In Ihrem Buch widmen Sie sich auch dem Thema „Schule“ und bezeichnen Eltern von heute als  „bildungspanisch“. Was steckt dahinter?

Natürlich möchten alle Eltern das Beste für ihre Kinder. Die gut ausgebildete Mittelschicht geht davon aus – und der Diskurs bestärkt sie Tag für Tag darin - , dass nur Abitur und Studium in eine sichere Zukunft führen. Gleichzeitig merken sie, dass das Abitur alleine nicht mehr helfen wird, wenn pro Jahrgang mehr als die Hälfte die Hochschulreife erwerben. Also investieren sie hektisch in viele andere Bildungsangebote, von der Musikschule über private Computerkurse bis hin zum Auslandsjahr. Dabei übersehen manche, was den Kindern wirklich liegt, wo sie ihre Talente haben. Aus Panik trimmen sie ihren Nachwuchs darauf, möglichst viel soziales Kapital anzusammeln.

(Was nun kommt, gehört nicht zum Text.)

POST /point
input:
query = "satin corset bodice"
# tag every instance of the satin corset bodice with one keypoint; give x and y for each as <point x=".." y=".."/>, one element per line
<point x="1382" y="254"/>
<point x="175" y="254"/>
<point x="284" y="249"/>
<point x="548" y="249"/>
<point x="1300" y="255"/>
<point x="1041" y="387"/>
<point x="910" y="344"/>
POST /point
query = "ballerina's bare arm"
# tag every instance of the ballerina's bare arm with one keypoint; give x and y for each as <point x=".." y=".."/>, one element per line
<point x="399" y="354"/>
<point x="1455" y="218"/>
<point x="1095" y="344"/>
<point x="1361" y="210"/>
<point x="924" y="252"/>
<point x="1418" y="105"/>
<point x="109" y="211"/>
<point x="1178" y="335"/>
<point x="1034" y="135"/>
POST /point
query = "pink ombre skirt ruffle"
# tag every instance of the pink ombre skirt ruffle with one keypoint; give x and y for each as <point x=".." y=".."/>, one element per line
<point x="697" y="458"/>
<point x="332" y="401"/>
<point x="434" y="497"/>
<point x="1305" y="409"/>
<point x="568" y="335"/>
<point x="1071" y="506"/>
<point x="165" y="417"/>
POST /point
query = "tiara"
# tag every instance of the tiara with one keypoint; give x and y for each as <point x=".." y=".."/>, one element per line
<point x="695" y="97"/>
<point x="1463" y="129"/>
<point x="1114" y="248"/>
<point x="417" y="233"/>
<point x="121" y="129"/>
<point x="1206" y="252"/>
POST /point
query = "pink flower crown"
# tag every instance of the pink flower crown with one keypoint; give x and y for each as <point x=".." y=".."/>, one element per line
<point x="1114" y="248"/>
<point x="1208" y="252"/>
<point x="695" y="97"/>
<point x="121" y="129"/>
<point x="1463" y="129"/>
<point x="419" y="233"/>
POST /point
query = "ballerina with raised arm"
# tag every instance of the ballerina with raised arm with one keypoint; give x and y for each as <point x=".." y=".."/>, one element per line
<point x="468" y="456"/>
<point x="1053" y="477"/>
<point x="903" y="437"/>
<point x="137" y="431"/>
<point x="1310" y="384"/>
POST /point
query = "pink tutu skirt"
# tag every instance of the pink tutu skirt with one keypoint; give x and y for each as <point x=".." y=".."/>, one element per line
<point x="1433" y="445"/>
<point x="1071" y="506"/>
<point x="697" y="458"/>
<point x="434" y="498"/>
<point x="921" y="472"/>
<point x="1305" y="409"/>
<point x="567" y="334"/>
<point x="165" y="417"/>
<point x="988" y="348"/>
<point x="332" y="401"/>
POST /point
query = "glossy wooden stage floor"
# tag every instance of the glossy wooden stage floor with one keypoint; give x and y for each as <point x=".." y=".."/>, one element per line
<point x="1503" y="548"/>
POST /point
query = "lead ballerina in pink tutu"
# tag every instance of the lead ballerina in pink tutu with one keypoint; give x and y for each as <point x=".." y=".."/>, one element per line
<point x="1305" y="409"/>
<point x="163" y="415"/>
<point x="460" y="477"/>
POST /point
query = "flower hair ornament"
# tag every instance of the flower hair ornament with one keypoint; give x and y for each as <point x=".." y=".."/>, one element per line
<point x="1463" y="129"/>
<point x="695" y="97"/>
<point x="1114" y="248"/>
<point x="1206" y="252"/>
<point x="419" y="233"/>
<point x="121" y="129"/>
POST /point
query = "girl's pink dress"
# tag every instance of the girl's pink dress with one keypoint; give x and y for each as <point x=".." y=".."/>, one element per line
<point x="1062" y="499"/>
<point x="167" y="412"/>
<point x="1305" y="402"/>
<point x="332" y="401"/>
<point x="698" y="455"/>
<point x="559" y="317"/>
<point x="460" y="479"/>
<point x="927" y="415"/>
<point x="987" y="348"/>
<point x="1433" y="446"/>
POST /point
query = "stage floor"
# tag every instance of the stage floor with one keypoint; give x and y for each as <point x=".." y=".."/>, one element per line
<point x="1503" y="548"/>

Ebenfalls ein gigantischer Stressfaktor, der dazu führt, dass unglaublich viele junge Menschen spätestens im Studium in einen Burnout rutschen. Ich halte die zunehmende Akademisierung für einen Fehler, der den Fachkräftemangel, z.B. im Handwerk, weiter verstärken wird, und Eltern und Kinder unter gewaltigen Druck setzt.

 

Sie sagen, Eltern, Erzieher und Lehrer müssten mehr an einem Strang ziehen. In welcher Form könnte das passieren?

Eltern, Erzieher und Lehrer sitzen eigentlich in einem Boot. Sie sind Pädagogen, begleiten Kinder und Jugendliche dabei, sich zu reifen Menschen zu entwickeln. Gleichzeitig müssen alle drei Gruppen erleben, wie ihre Leistung abgewertet wird. Eltern können es eh nicht richtig machen, entweder ist der Nachwuchs zu frech oder zu verweichlicht. Erzieher gelten als Dienstleister, die mit den Kindern basteln und singen, sich aber bitte nicht zu wichtig nehmen sollen. Und Lehrer dürfen sogar von Politikern als faule Säcke beschimpft werden. Wie wenig Kinder unserem Staat wert sind, wissen wir spätestens seit Corona. Wir haben in sämtlichen pädagogischen Bereichen viel zu wenig Personal, aber anstatt massiv in Bezahlung und Arbeitsbedingungen zu investieren, sperren wir Kitas und Schulen zu und lassen die Familien (auch Erzieher und Lehrer haben Kinder!) mit Betreuung und Homeschooling allein, bevor wir die Jüngsten dann mit völlig überzogenen Corona-Maßnahmen traktieren. Jetzt wäre ein guter Zeitpunkt, dass sich Eltern, Erzieher und Lehrer solidarisieren und von der Politik eine gezielte Aufwertung ihrer Berufsbilder verlangen. Im alltäglichen Umgang mit einander brauchen wir mehr Respekt: Eltern schimpfen nicht über Erzieher und Lehrer, schon gar nicht vor den Kindern, Erzieher und Lehrer vertrauen den Eltern und umgekehrt. Und das Kindeswohl – das im Übrigen auch durch Wohlstandsverwahrlosung gefährdet ist – muss endlich oberste Priorität haben.

 

Warum boykottieren Sie den Elternklassenchat und -stammtisch?

Reiner Selbstschutz. Auf Elternstammtischen wird über die Lehrer geschimpft, das ist völlig kontraproduktiv. Oder es geht wieder um das elende Vergleichen, das mündet schnell in Selbstdarstellung. Zudem ist so ein Stammtisch wieder nur ein Termin, der Zeit und Nerven kostet. Der Klassenchat ist noch schlimmer. Da hagelt es dann 100 Mitteilungen, weil die Lehrerin angeblich viel zu streng korrigiert oder ein Mitschüler den anderen beleidigt hat. In einem Fall erinnerte der Chatverlauf an das Broadway-Stück „Der Gott des Gemetzels“. Ein Bub hatte einen anderen geschubst, der fiel zu Boden und verstauchte sich den Arm. Im Chat tauchten Beweisbilder auf, die Mütter beschimpften sich aufs Übelste. Und alle konnten mitlesen. Was wieder Zeit und Nerven frisst. Darauf kann ich sehr gut verzichten.